Princes Battle to Concede the Throne Ch24

Novel Princes Battle to Concede the Throne Indonesia
Chapter 24


Masing-masing dari kami memiliki kecakapan fisik yang kuat dan kekuatan pertempuran yang luar biasa yang jauh dari orang biasa.

Itu normal untuk meragukan situasi di mana salah satu dari kami tiba-tiba 'di ranjang kematiannya', dan perlu membuatnya dipercaya, perlu untuk memberikan penjelasan yang dibenarkan.
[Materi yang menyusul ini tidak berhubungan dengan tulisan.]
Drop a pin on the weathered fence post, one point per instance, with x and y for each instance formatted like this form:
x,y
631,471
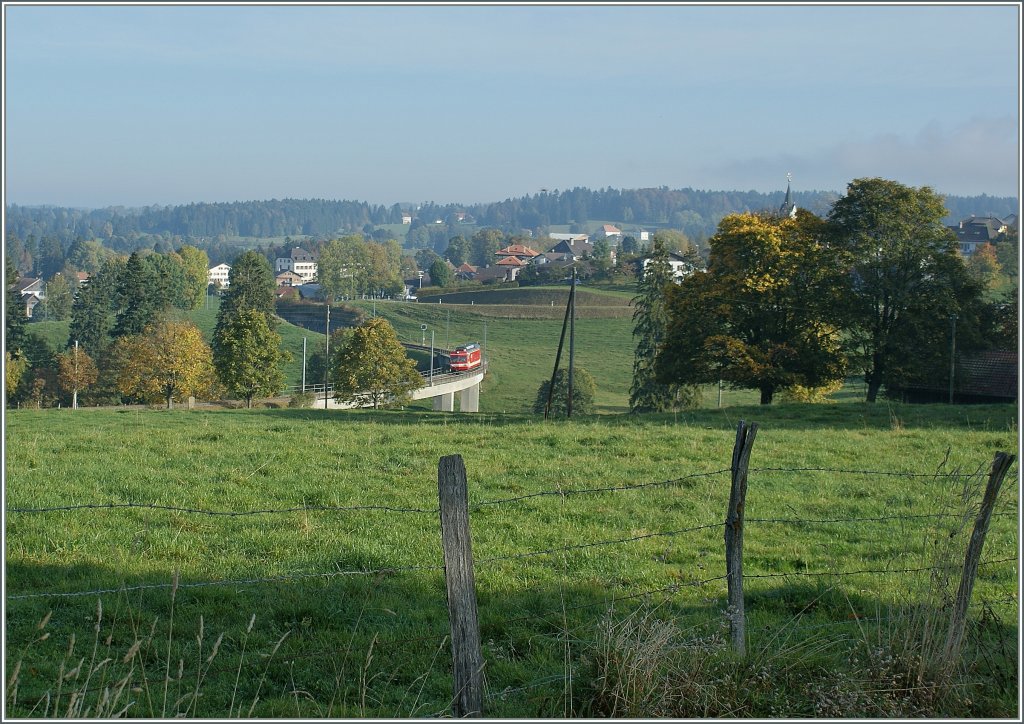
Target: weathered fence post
x,y
957,623
467,658
734,534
"Aku akan bertanya dengan lugas, apakah kalian pernah mencoba mati?" ~ Ryausha

Mengenai pertanyaan Ryausha, Iifu dan Sauran bersandar di kursi mereka dan menatap langit-langit.

"Aku mabuk dan melompat ke sungai besar di tengah musim dingin dan hanyut ke laut ..." ~ Iifu

"Ketika aku terluka oleh para wanita yang menunggu selama sepuluh kali berturut-turut, aku melompat dari tebing secara impulsif ..." ~ Sauran

"Bagaimana kalian masih hidup normal?" ~ Ryausha

Keras kepala adalah satu-satunya poin terbaik saudaraku.
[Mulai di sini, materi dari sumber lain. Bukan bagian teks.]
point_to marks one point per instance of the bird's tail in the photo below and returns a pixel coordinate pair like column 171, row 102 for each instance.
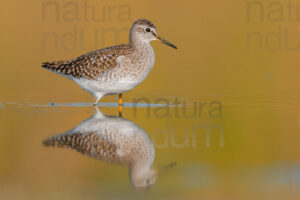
column 57, row 66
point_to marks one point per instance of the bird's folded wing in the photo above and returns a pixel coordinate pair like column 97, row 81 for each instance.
column 91, row 65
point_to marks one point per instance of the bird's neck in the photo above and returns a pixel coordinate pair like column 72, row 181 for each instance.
column 138, row 44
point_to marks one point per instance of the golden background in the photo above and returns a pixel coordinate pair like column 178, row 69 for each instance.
column 255, row 78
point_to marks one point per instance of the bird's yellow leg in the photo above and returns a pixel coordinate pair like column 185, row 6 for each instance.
column 120, row 105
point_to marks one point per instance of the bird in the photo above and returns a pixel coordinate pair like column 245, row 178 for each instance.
column 113, row 70
column 113, row 140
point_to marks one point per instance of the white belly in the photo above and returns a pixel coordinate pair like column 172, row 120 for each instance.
column 105, row 88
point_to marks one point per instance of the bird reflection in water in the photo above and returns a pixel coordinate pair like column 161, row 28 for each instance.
column 115, row 140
Ryausha, yang mengajukan pertanyaan serupa. Ketika aku masih muda, aku mendengar bahwa ada seorang mantan penjahat yang mencoba menculiknya dengan uang saku. Tetapi aku mendengar bahwa dia telah kembali dengan normal.

"Sugen. Bagaimana denganmu?" ~ Ryausha

"Beberapa waktu yang lalu, aku dipukuli dengan kejam oleh Kaisar." ~ Sugen

"Lalu, Gettenwo?" ~ Ryausha

"Kenapa kau bertanya padaku? Aku berbeda dari kalian. Jika aku menemukan bahaya, aku pasti akan mati. " ~ Gettenwo

Bahkan, di rumah penyelundup opium, dia dikunci di gudang dan memang akan mati. Dia benar-benar yang paling lemah di antara para saudara kandung, tetapi itu tidak berarti bahwa dia harus menjadi orang di ranjang kematian. Gettenwo belum secara resmi menerima pengakuan sebagai seorang putri sehingga dia tidak terafiliasi.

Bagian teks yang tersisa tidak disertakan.